The camp was established on the concave edge of the ridge. Each end was advanced, while the centre with a sweep receded, giving to the position a curved line approaching the segment of a circle. The detachment of sappers was tented south of the ‘Magnet,’ the name given to the hill where the head-quarters were established, and next to the left of the Coldstream guards, close to the road leading across the common to Bagshot. The line regiments which succeeded, fell back from the detachment. To be regimentally correct, the sappers should have been on the right of the Grenadier guards, but the position was chosen for the corps because it was central, prominent, and easily accessible to the troops requiring the use of entrenching tools and field implements. The division, consisting of a due proportion of cavalry, artillery and infantry, was under the orders of Lieutenant-General Lord Seaton, G.C.B. The sappers were among the first troops on the ground. As[As] soon as it was determined to form the camp, the party at Sandhurst—one sergeant and twelve rank and file—was directed to suspend its services at the college, and remove to the encamping district. It commenced work on the 21st of April and ceased on the 7th of May, when it returned to the royal military college to carry out the concluding operations of the term. Lieut. Drake, R.E., commanded this party.

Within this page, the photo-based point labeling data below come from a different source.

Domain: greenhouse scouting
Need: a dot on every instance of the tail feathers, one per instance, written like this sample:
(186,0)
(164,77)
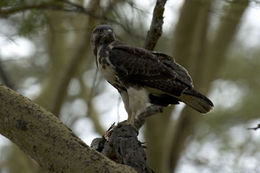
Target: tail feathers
(196,100)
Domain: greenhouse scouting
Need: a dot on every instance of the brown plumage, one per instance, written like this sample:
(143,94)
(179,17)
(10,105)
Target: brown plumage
(155,76)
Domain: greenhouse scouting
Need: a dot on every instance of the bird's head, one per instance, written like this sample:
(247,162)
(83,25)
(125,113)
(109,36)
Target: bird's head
(102,35)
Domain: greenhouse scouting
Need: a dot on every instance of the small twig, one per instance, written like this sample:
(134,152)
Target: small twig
(156,26)
(254,128)
(151,110)
(5,77)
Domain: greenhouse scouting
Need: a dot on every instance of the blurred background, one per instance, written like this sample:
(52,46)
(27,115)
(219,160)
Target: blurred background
(45,55)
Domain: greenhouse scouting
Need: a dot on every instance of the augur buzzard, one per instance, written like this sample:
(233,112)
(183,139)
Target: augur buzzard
(143,77)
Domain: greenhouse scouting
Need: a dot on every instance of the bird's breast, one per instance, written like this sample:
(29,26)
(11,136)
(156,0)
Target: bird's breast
(105,66)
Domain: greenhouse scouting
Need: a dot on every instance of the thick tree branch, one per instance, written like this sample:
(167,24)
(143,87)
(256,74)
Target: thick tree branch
(42,136)
(156,26)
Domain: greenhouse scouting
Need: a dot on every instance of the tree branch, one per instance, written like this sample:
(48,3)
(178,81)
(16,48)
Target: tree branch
(155,31)
(42,136)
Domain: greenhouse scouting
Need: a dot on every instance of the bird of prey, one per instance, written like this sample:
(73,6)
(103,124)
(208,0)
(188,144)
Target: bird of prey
(142,77)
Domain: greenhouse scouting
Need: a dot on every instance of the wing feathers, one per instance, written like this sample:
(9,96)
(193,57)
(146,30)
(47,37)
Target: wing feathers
(196,100)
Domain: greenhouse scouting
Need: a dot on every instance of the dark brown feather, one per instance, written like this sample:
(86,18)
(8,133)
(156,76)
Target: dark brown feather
(137,66)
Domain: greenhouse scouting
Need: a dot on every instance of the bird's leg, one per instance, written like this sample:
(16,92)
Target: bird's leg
(149,111)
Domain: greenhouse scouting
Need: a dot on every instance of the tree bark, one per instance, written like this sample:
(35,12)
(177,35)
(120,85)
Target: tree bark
(42,136)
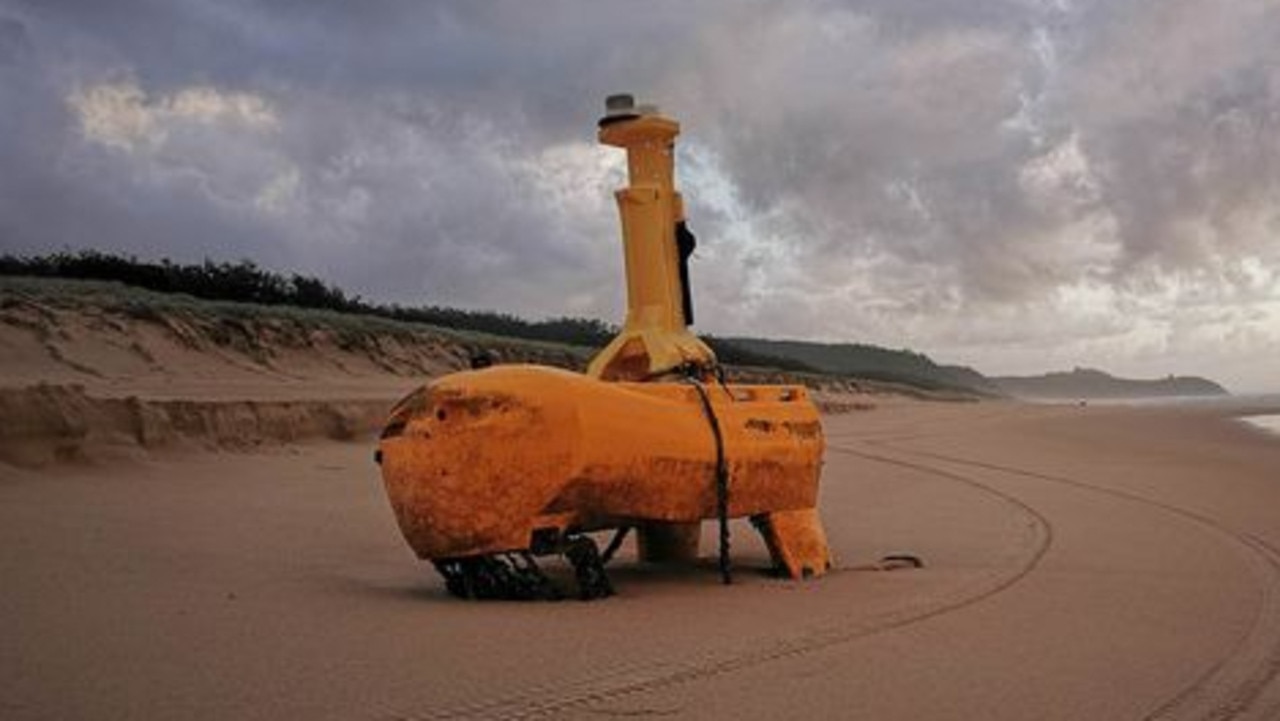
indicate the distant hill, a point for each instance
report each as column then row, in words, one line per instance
column 873, row 363
column 1089, row 383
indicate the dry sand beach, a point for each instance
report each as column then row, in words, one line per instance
column 1101, row 562
column 196, row 530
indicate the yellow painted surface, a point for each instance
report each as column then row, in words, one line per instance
column 654, row 337
column 476, row 461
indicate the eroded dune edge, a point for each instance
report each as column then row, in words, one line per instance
column 95, row 370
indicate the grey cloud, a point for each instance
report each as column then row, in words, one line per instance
column 895, row 167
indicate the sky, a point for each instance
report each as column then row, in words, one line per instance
column 1016, row 185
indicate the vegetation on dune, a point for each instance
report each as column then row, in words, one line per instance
column 246, row 282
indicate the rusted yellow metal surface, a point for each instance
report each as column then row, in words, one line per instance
column 485, row 462
column 656, row 337
column 478, row 461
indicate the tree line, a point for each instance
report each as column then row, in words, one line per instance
column 246, row 282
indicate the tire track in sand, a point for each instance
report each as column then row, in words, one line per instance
column 1239, row 685
column 620, row 681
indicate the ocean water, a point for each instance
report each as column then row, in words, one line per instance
column 1266, row 423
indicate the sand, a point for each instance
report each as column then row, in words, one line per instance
column 195, row 529
column 1100, row 562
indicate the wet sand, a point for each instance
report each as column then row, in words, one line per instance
column 1100, row 562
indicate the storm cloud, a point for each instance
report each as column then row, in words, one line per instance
column 1018, row 185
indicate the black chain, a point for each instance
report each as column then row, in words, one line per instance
column 516, row 576
column 721, row 479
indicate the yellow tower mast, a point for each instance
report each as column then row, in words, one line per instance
column 654, row 340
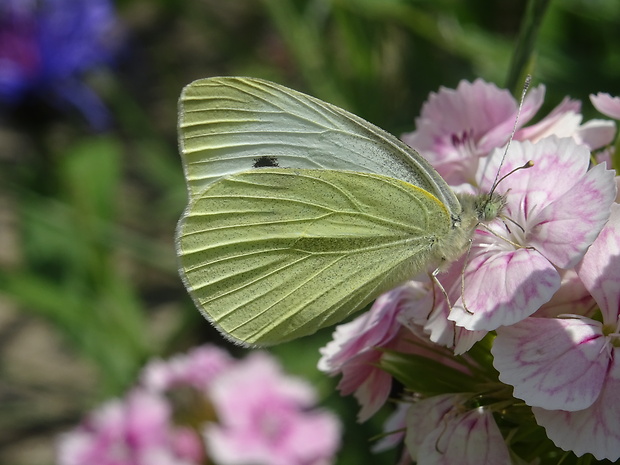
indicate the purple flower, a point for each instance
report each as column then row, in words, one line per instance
column 47, row 46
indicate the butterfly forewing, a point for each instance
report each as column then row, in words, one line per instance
column 274, row 254
column 230, row 125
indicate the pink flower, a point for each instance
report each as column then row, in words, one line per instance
column 264, row 418
column 559, row 206
column 606, row 104
column 353, row 353
column 135, row 431
column 426, row 314
column 459, row 126
column 197, row 369
column 565, row 121
column 440, row 431
column 569, row 369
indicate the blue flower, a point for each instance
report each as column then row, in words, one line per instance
column 47, row 46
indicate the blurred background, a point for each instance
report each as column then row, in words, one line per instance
column 92, row 185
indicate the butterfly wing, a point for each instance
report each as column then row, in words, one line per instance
column 274, row 254
column 228, row 125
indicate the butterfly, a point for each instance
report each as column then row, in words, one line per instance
column 301, row 213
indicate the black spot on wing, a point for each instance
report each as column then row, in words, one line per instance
column 265, row 162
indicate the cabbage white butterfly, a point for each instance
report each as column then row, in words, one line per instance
column 301, row 213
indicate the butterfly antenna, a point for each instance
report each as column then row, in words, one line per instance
column 526, row 86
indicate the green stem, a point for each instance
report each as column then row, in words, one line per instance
column 522, row 56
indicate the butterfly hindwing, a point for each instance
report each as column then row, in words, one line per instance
column 273, row 254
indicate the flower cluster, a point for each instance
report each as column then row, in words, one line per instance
column 47, row 46
column 206, row 407
column 509, row 356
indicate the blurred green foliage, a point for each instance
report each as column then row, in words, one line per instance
column 94, row 214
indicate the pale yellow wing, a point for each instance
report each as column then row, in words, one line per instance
column 273, row 254
column 232, row 124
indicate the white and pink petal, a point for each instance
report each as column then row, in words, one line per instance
column 606, row 104
column 503, row 288
column 600, row 268
column 595, row 430
column 553, row 363
column 471, row 438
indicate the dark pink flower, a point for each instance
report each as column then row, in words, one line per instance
column 265, row 418
column 135, row 431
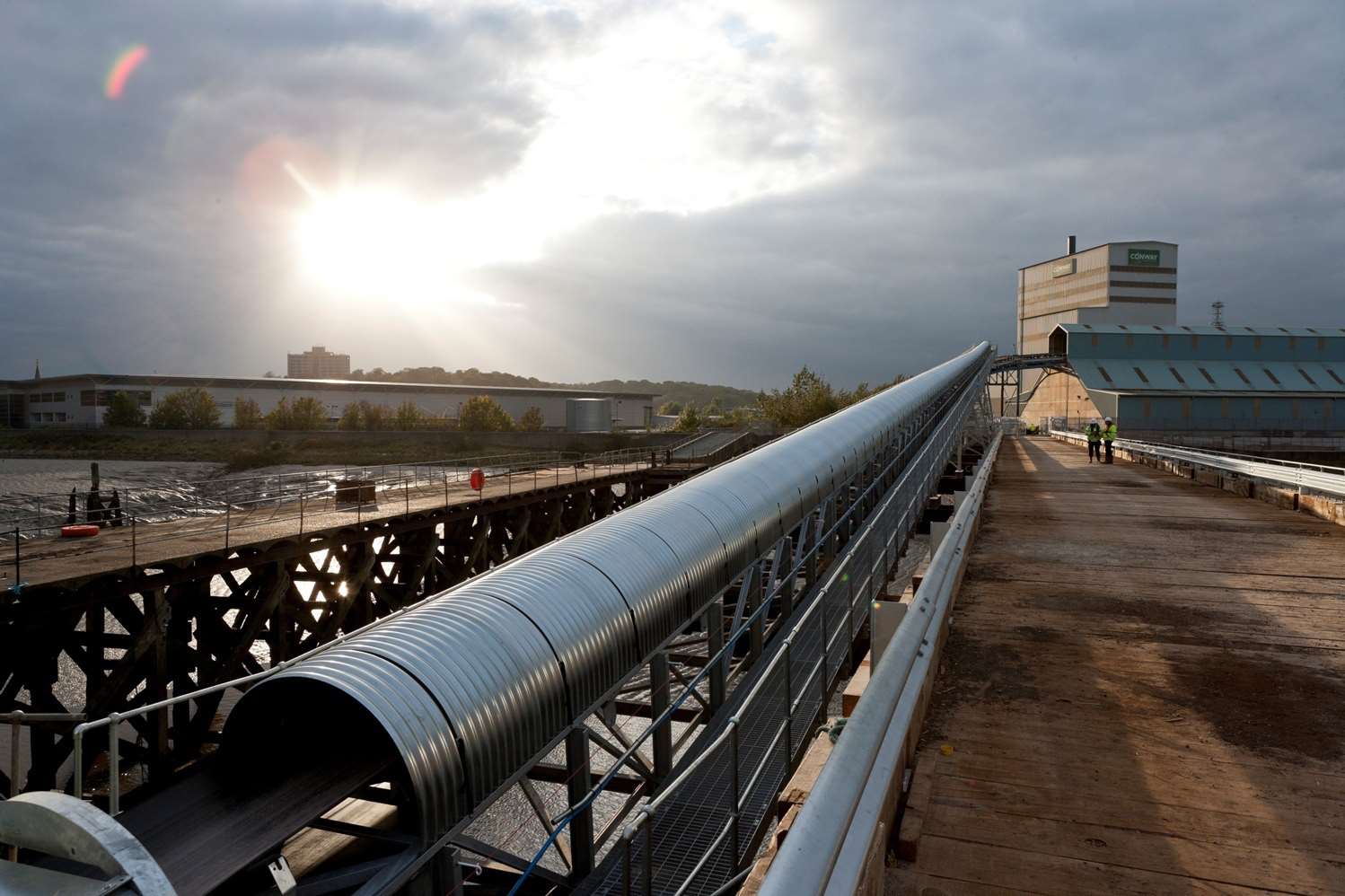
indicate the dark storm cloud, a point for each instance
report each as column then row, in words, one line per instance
column 983, row 135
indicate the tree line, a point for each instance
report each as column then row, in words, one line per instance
column 674, row 391
column 194, row 408
column 806, row 399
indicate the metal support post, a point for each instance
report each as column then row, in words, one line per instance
column 734, row 791
column 659, row 699
column 715, row 633
column 578, row 777
column 13, row 767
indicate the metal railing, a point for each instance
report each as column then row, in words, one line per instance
column 1298, row 475
column 234, row 505
column 859, row 572
column 837, row 826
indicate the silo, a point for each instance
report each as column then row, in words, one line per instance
column 588, row 415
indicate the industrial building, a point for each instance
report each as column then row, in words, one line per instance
column 81, row 401
column 1112, row 312
column 1158, row 381
column 318, row 364
column 1114, row 283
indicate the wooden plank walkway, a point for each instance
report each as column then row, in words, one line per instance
column 72, row 560
column 1144, row 691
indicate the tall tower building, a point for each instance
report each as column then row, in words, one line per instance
column 318, row 364
column 1114, row 283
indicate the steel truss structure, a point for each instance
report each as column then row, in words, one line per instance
column 656, row 658
column 140, row 634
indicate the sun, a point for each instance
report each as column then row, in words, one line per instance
column 375, row 243
column 382, row 243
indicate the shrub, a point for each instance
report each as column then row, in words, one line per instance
column 305, row 413
column 123, row 410
column 189, row 408
column 483, row 413
column 532, row 420
column 248, row 415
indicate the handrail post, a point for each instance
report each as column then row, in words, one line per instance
column 648, row 852
column 626, row 866
column 15, row 721
column 788, row 704
column 13, row 767
column 113, row 764
column 78, row 760
column 734, row 793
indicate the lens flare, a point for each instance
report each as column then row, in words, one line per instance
column 121, row 70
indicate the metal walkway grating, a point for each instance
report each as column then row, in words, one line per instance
column 688, row 825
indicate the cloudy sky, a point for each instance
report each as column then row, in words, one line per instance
column 715, row 191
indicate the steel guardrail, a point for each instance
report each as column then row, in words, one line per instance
column 837, row 825
column 1320, row 478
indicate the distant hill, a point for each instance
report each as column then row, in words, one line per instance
column 669, row 391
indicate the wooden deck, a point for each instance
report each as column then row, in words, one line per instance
column 1144, row 691
column 73, row 560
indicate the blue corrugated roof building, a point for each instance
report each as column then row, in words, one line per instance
column 1161, row 380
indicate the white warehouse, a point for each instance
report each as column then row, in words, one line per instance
column 80, row 401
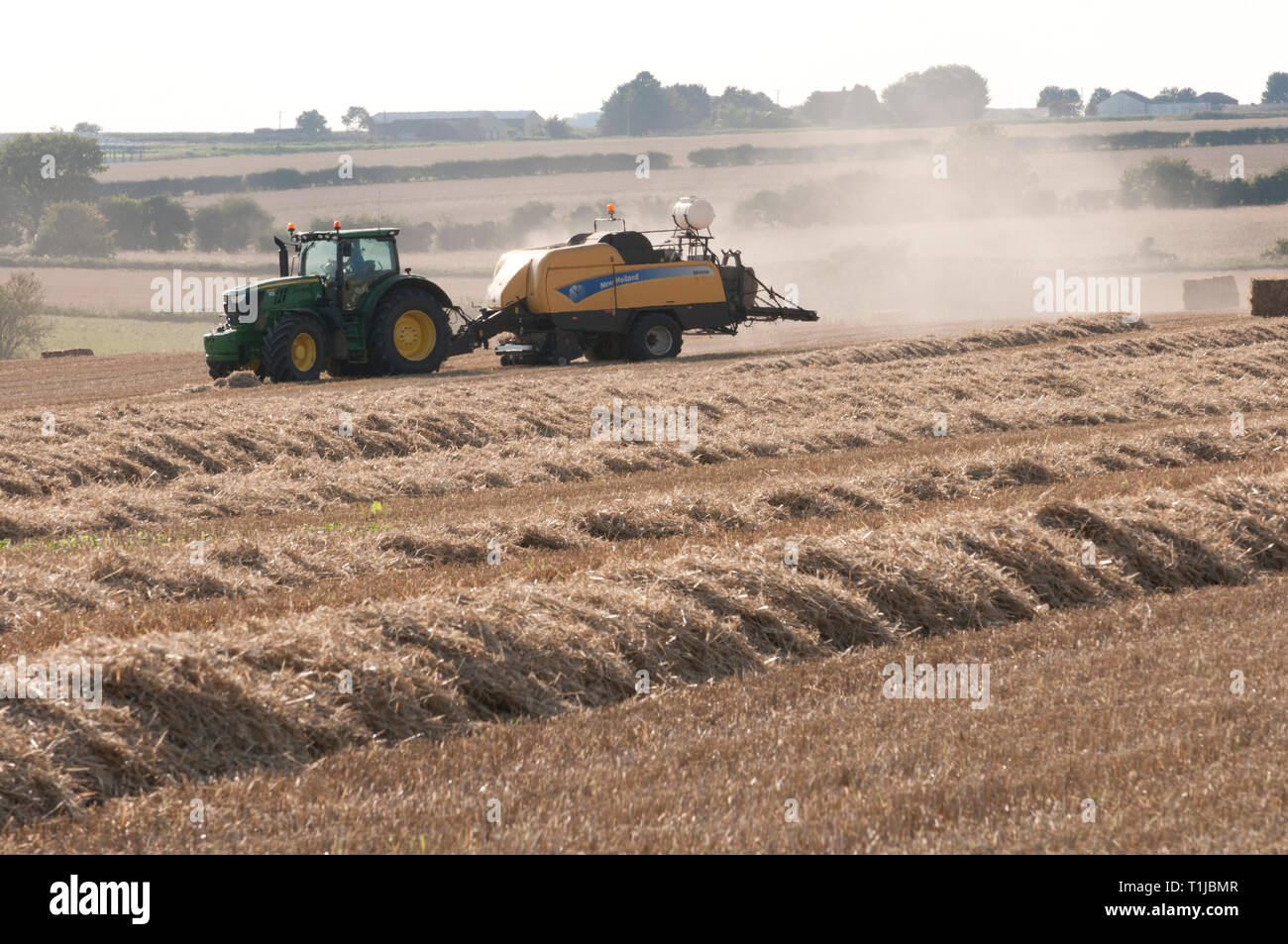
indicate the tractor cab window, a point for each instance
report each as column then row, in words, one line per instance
column 318, row 259
column 365, row 262
column 365, row 259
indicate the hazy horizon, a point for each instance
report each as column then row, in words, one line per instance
column 167, row 68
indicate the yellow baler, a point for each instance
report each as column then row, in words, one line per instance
column 612, row 294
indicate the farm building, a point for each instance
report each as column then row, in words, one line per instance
column 1132, row 103
column 477, row 125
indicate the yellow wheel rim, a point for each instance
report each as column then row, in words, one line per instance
column 304, row 352
column 415, row 335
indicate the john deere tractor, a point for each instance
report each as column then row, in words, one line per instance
column 340, row 303
column 343, row 304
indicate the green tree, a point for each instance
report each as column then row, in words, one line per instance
column 21, row 323
column 42, row 168
column 170, row 223
column 11, row 231
column 127, row 220
column 310, row 121
column 1099, row 95
column 948, row 94
column 72, row 228
column 357, row 116
column 1061, row 102
column 558, row 128
column 158, row 223
column 862, row 106
column 690, row 106
column 1276, row 89
column 230, row 226
column 745, row 108
column 636, row 107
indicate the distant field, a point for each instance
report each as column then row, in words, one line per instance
column 678, row 146
column 125, row 335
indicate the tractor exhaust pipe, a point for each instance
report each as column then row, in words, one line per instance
column 283, row 261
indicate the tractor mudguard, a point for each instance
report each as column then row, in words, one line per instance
column 404, row 281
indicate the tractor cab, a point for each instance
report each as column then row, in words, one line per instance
column 348, row 262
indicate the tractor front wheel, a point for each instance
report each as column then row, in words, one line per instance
column 604, row 348
column 410, row 334
column 294, row 349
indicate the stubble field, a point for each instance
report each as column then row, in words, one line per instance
column 430, row 634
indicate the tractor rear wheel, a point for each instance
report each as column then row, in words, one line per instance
column 653, row 338
column 408, row 335
column 294, row 349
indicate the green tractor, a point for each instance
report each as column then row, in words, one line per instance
column 340, row 304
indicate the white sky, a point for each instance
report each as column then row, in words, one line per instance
column 235, row 64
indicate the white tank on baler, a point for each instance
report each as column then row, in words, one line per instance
column 694, row 214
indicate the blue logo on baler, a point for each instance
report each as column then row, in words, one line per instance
column 583, row 290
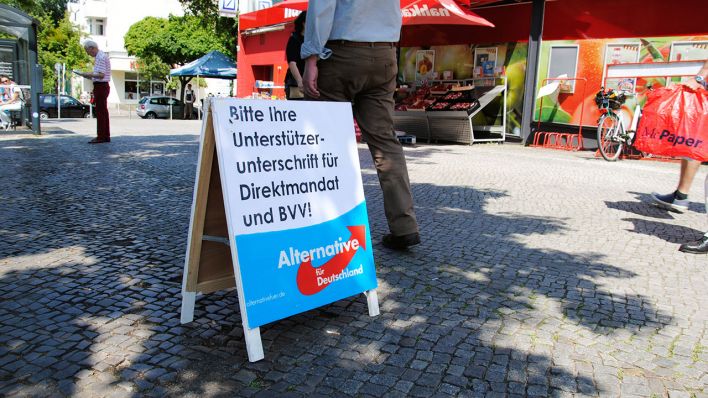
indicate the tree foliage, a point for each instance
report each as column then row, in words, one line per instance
column 59, row 43
column 172, row 41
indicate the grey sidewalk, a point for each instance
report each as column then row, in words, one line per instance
column 541, row 273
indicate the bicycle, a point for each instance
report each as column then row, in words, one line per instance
column 612, row 136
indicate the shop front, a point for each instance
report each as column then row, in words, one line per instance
column 469, row 86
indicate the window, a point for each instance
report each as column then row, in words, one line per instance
column 688, row 51
column 621, row 53
column 564, row 61
column 97, row 26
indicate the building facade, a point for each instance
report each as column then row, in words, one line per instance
column 106, row 22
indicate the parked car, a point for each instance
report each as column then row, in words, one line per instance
column 70, row 107
column 159, row 107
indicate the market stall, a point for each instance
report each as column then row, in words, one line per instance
column 451, row 111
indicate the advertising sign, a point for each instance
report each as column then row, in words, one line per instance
column 295, row 204
column 294, row 211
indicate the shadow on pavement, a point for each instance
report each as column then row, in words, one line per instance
column 95, row 236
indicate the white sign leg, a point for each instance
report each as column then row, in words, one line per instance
column 372, row 299
column 188, row 300
column 254, row 346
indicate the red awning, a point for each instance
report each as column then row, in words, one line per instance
column 437, row 22
column 439, row 12
column 425, row 22
column 283, row 12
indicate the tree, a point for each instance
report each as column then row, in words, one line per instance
column 174, row 41
column 208, row 12
column 58, row 40
column 59, row 43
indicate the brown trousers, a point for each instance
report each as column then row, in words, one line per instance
column 366, row 77
column 100, row 98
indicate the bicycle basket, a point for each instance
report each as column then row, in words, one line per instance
column 616, row 103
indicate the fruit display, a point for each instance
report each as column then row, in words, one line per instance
column 452, row 96
column 439, row 106
column 462, row 106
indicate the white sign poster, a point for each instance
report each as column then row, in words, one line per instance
column 294, row 204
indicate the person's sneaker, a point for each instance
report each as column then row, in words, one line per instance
column 700, row 247
column 670, row 202
column 394, row 242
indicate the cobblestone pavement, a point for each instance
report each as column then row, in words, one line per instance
column 541, row 273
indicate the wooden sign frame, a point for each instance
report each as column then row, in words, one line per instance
column 211, row 261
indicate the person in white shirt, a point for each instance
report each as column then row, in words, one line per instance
column 10, row 100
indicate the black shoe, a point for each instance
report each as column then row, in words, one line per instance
column 700, row 247
column 394, row 242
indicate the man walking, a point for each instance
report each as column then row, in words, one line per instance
column 101, row 75
column 350, row 53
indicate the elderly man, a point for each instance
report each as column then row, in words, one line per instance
column 101, row 75
column 350, row 55
column 10, row 100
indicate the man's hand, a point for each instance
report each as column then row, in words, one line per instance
column 310, row 77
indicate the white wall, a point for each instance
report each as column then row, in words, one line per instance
column 119, row 15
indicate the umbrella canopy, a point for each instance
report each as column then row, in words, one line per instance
column 214, row 64
column 437, row 22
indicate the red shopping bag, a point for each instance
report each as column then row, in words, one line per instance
column 675, row 123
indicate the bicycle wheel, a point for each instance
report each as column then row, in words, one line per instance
column 607, row 140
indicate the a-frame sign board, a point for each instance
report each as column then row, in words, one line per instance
column 278, row 212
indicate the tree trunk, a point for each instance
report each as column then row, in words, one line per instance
column 183, row 80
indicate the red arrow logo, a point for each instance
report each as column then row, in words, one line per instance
column 307, row 275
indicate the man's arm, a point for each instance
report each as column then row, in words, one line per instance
column 292, row 66
column 318, row 26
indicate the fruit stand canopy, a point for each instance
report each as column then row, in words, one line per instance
column 214, row 64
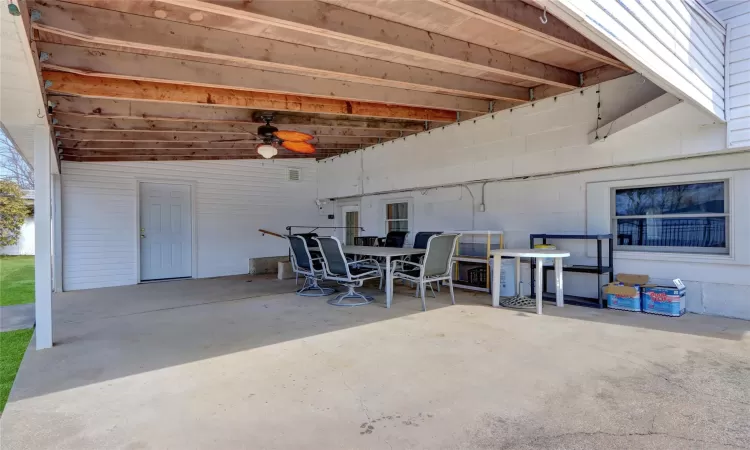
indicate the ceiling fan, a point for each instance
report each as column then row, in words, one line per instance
column 295, row 141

To make a hurried survey of the ground one sergeant and eighteen rank and file were detached from Southampton between the 27th of April and the first of May, who, as the service permitted, returned in sections to the ordnance survey. A small party detained at Windlesham for special purposes, in connexion with the military survey, did not quit the district till late in July. Lieutenant Stotherd, R.E., directed the detachment.
Colour-sergeant Henry Brown and twenty rank and file from Chatham, reached the encamping ground on the 9th of May. On the 13th following, this detachment was increased to a company (numbered the 2nd) of three sergeants and eighty-seven rank and file from the royal engineer establishment, under the command of Captain Lovell, R.E. Lieutenant and Adjutant Somerset from Woolwich, joined the company on the 14th of June. The whole were under the orders of Lieutenant-Colonel Vicars, R.E.
To diversify the operations, a pontoon train was ordered to be attached to the division; and on the 20th of June, the sappers appointed for this duty commenced to move in detachments. The force consisted of drafts from the first, fifth, and eleventh companies detached from Chatham, and reached a total of
| 1 | quartermaster—George Allan, |
| 1 | sergeant-major—William Read, |
| 12 | sergeants, |
| 16 | corporals, |
| 3 | buglers, and |
| 156 | privates. |
| 189 | Total |
under the command of Colonel Harry D. Jones, assisted by Captains H. St. George Ord, G. Ross, and W. M. Inglis, and ten subalterns of the royal engineers. The great bulk of the men arrived at Wellington camp on the 22nd of June, on which date the totals of the combined force of sappers counted 297 of all ranks.
A day or two after the pontoon operations at Virginia Water were concluded, the first company, with a detachment of the eleventh, quitted Wellington camp, and returned to Chatham the same day.